Gross profit margin = (revenue - cost of sold) / revenue

Key performance indicators (KPIs) like this one that use a percentage rather than discrete figure allow companies to compare themselves to other businesses and therefore get a clearer idea of how their business is doing, not just simply how much profit they're making.

Net profit

This is your bottom line revenue - it's what's left after everything else that needs to be deducted has been deducted. Net profit takes it one step further than gross profit as it deducts all tax/VAT, other bills, staff costs, and cost of sales.

Here's the formula:

Net profit = total revenue - total expenses

This is one of the core key performance indicators (KPIs) that is widely used by small businesses around the world.

Net Profit Margin

Like gross profit margin, this is the percentage version of net profit. Similarly, it gives more context than just a straight number. This is one of the strongest key performance indicators (KPIs) used to measure financial health. It is often looked at by investors when assessing a business.

Here's the formula;

Net profit margin = net profit / revenue

EBITDA

EBITDA stands for Earnings Before Interest, Taxes, Depreciation, and Amortization. It's a good number to give an overview of how efficiently the overall company is operating. This is because it eliminates the extraneous factors that the company has no power over, like interest rates.

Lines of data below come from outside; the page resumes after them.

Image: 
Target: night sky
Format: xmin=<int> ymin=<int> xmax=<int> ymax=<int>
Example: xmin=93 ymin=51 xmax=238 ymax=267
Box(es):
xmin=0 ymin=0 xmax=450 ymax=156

Other potential KPIs for small businesses

Which KPIs are best for your business vary from business to business and from industry to industry. In this blog we have only gone through the basics that apply to all businesses. Consider what your business goals are and look at what metrics are used in your industry. Things like customer acquisition cost, customer lifetime value, cash flow, or monthly recurring revenue can all tell you critical things about your sales growth and financial obligations but might not apply to every business.

Why are financial KPIs and Metrics important for any business?

KPIs are essential for any business as they can be used proactively to protect your business and increase success. For example, an increase in EBITDA but a decrease in overall sales tells you that your business is operating efficiently but external factors are affecting net income.

KPIs can be a lot to keep track of, but luckily there are many tech solutions to help you. Futrli makes software for any small business to keep track of their financial KPIs.

Business Finance KPI FAQs?

What is a financial KPI?

A financial KPI is a metric that can be measured or calculated from a business's financial statements and used to assess their financial stability.

How often should I track financial KPIs?

This varies depending on the rate of activity in your company or industry, and the KPI that you're tracking. Some KPIs will be better tracked more frequently than others. Work out which KPIs are most critical to your business and check them more regularly, work out which are indicative of long-term financial success, and check them less frequently.

What are the most important financial metrics and KPIs?

This varies depending on your financial goals and the industry that you're in. It is best to speak to peers in your industry and look at what your concerns are. Basic financials such as gross or net profit, working capital, or cash flow, are commonly used across industries.